According to an announcement by the US Education Department, the penalty is the largest ever imposed under the Clery Act and comes in conjunction with a 108-page report highlighting how the Lynchburg, Virginia-based school repeatedly misclassified and failed to disclose crimes on its campus from 2016 through 2023.
Federal investigators discovered that the university had prematurely dismissed several allegations of sexual offences as unfounded, "including rape and fondling cases," which deterred some victims from reporting these incidents to the university.
The report stated that the university's failure to "meet its agreed-upon regulatory responsibilities in numerous and serious ways" led to "real harm to members of the campus community" and demonstrated a "lack of institutional control."

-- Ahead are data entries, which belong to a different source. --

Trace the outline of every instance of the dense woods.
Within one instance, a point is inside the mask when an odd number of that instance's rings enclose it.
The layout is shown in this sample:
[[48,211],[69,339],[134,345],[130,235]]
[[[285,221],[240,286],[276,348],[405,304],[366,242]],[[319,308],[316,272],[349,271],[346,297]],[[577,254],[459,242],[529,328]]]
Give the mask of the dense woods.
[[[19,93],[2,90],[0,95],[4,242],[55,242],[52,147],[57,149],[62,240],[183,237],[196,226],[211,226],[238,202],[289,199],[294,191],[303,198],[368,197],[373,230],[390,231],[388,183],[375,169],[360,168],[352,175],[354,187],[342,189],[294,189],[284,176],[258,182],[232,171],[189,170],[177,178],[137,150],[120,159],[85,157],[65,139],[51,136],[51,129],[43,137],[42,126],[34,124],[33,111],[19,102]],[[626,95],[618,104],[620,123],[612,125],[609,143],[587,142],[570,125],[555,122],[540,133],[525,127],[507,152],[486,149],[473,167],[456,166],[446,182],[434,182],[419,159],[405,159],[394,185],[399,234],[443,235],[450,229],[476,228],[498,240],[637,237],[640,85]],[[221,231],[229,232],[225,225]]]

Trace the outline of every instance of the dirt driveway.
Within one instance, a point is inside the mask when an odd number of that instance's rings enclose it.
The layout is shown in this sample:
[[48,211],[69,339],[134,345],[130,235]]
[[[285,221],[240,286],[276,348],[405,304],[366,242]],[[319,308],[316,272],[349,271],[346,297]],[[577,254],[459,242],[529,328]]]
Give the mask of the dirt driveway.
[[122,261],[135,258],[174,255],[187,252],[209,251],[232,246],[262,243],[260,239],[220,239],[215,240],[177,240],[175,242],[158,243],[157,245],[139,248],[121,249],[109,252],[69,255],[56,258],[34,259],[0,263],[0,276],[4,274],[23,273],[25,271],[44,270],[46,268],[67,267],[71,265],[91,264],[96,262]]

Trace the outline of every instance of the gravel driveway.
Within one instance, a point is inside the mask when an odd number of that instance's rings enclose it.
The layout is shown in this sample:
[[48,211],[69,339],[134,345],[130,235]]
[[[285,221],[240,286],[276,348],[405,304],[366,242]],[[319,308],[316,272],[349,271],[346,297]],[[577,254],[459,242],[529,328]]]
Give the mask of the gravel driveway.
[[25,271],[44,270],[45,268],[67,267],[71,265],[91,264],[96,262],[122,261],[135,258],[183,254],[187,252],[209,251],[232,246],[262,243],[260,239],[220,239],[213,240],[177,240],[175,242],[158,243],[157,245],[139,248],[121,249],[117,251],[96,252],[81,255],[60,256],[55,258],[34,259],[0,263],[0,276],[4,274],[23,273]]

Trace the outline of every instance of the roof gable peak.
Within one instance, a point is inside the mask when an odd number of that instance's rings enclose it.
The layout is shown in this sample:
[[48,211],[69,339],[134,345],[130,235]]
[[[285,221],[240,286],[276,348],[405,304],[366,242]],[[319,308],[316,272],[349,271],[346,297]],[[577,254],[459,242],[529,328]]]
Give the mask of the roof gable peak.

Liberty University has been embroiled in multiple controversies recently. In 2021, it sued its former president, Jerry Falwell Jr, son of the founder, for $30m (£23.4m) for allegedly undermining its moral standards by concealing his wife's affair with a pool attendant who attempted extortion.
In the same year, twelve plaintiffs known as "Jane Doe" sued Liberty over ongoing safety concerns and re-victimisation following reports of sexual violence, according to Tuesday's Education Department report.
Falwell Jr resigned from leadership positions in 2020 amidst allegations about his links to Michael Cohen, Trump's convicted lawyer; directing a $1.2m (£937,000) piece of university property towards his personal trainer; and years-long disparagement of students, staff and parents in emails to Liberty administrators.
As fallout from the Education Department findings, Liberty has agreed to allocate $2m (£1.5m) over the next two years towards on-campus safety improvements and compliance enhancements. These measures will undergo auditing by an external firm and monitoring by the department.
The department warned that further violations of federal crime-reporting law "could jeopardize the terms of the university's participation in the federal student aid programmes or result in other administrative sanctions."